From the book chapters, I know that ReLU takes the max of a number or 0. Does that imply that an activation which is less than zero will never make its way from the output of one linear layer to the input of the next?
If so, it seems surprising that ReLU would be a safe choice for a non-linear layer. If our activations haven’t yet reached the model’s final layer (where we’d normalize all the values with softmax or something), an activation value of less than zero still seems like a valid value. Therefore, intentionally zero’ing out an activation strikes me as a “lossy” action for us to take.

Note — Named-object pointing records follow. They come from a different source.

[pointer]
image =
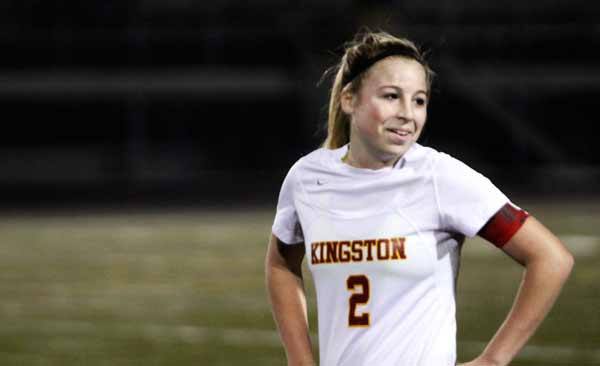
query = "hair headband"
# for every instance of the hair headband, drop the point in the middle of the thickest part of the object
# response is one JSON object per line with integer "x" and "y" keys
{"x": 361, "y": 66}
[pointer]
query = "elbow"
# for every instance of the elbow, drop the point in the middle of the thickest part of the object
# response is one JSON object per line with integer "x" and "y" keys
{"x": 563, "y": 264}
{"x": 568, "y": 263}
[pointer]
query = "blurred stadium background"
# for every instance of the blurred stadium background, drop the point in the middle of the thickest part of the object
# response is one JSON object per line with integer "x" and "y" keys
{"x": 144, "y": 142}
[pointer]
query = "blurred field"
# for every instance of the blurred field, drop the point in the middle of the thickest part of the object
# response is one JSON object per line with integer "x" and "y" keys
{"x": 186, "y": 288}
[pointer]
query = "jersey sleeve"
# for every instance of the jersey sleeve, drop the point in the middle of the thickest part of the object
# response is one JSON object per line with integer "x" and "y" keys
{"x": 466, "y": 199}
{"x": 286, "y": 225}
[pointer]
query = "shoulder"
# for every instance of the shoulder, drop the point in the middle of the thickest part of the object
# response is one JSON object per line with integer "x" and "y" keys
{"x": 319, "y": 159}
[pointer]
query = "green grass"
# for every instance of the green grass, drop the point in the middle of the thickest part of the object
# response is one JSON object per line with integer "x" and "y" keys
{"x": 187, "y": 288}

Put another way, I would have thought that the time to ensure our activations fall within a certain range of valid values would be at the very final layer, when we call “sigmoid()” or “softmax()” or something else, in order to ensure that the activations map to prediction percentages which sum up to 1. At that point, it makes sense to me that we wouldn’t want a negative activation (because how can you have a prediction which is less than zero?). But until we get to that point, it strikes me as premature to zero out our activations, for the reasons I described.
I understand the necessity of non-linear layers in general, i.e. they’re needed to help our model conform to the universal approximation theorem (otherwise, a series of linear layers with no interleaving non-linearities could be reduced into a single linear layer, and if you only have one layer then you’re not taking full advantage of a model’s ability to learn and improve through training). I’m just confused on how using ReLU isn’t considered “lossy”.
I feel like there must be something I’m mis-understanding about what it means when an activation has a negative value.